Jason Roy: Dead Once, Almost Twice, Helping Others Live Today
Editor’s Note: Pronounced DOA on the scene of a drunk driver accident and covered with a sheet at the age of 15, Jason Roy of Houston, Texas, had to fight to let people know at that time he wasn’t dead. He was afraid he might be buried alive. Years later, Roy was in another horrific accident and covered with a sheet by first responders. Can you imagine the horror of being assumed dead – twice? Roy’s story of courage, fighting back and giving back demonstrates the indomitable human spirit to rise above any tragedy and turn it into a blessing.
On May 3, 2011, I was a policeman in Houston, Texas, and my partner of three years, Gerald Meola, and I were patrolling during the night shift in southeast Houston. The neighborhood where we were was known to have gangs and a lot of drug dealing taking place. I was driving, and Gerald was in the passenger seat. We had stopped earlier that night, found some drugs and took the suspects to jail.
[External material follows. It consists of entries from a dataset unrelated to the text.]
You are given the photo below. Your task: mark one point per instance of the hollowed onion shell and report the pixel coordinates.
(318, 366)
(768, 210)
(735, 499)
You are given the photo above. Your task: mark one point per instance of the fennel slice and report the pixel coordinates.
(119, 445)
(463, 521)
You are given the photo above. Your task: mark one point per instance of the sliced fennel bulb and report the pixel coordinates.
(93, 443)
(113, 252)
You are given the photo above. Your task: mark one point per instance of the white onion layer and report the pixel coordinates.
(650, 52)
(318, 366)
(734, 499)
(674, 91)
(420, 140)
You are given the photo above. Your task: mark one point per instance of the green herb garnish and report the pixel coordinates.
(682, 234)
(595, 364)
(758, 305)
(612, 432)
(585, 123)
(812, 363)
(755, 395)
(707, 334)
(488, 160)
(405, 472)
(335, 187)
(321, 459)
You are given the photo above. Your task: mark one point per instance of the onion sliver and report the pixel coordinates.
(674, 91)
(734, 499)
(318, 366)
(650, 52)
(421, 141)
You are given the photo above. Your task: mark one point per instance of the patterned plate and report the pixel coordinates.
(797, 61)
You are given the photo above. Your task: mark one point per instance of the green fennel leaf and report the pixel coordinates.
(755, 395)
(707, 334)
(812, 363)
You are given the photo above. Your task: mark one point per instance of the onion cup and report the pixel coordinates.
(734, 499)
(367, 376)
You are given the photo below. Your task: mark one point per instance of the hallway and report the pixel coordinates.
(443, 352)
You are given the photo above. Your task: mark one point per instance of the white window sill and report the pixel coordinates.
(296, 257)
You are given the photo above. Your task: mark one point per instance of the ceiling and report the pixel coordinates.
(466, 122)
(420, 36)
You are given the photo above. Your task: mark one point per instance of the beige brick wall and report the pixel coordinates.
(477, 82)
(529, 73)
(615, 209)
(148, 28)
About 2:30 am, we were back out on our beat, our lieutenant also was patrolling, and we just had pulled up to his car and told him, “Let’s go and find some bad guys.” We circled the block, and I stopped a car for a traffic violation – not turning on his turn signal when he made a turn. The vehicle pulled over and came to a stop.
As I started putting the car in park, the other vehicle took off. I was about halfway out of the car, after taking off my seatbelt, when the other driver gunned his car forward. I jumped into my patrol car and gave chase. The driver of the other car was running stop signs and red lights and driving very recklessly. But as a police officer, I couldn’t drive like that to make sure we and the other folks on the road were safe.
The person in the car we were chasing must have been traveling at least 100+ miles per hour. Once we had a clear stretch of road, I put the pedal down to try to catch up to him. Then on a two-lane, rural, winding road with no lights, I slowed down, and a voice told me to, “Put on your seatbelt.” Gerald already had on his seatbelt.
Only 10-15 seconds after snapping the seat buckle, our cruiser flipped over.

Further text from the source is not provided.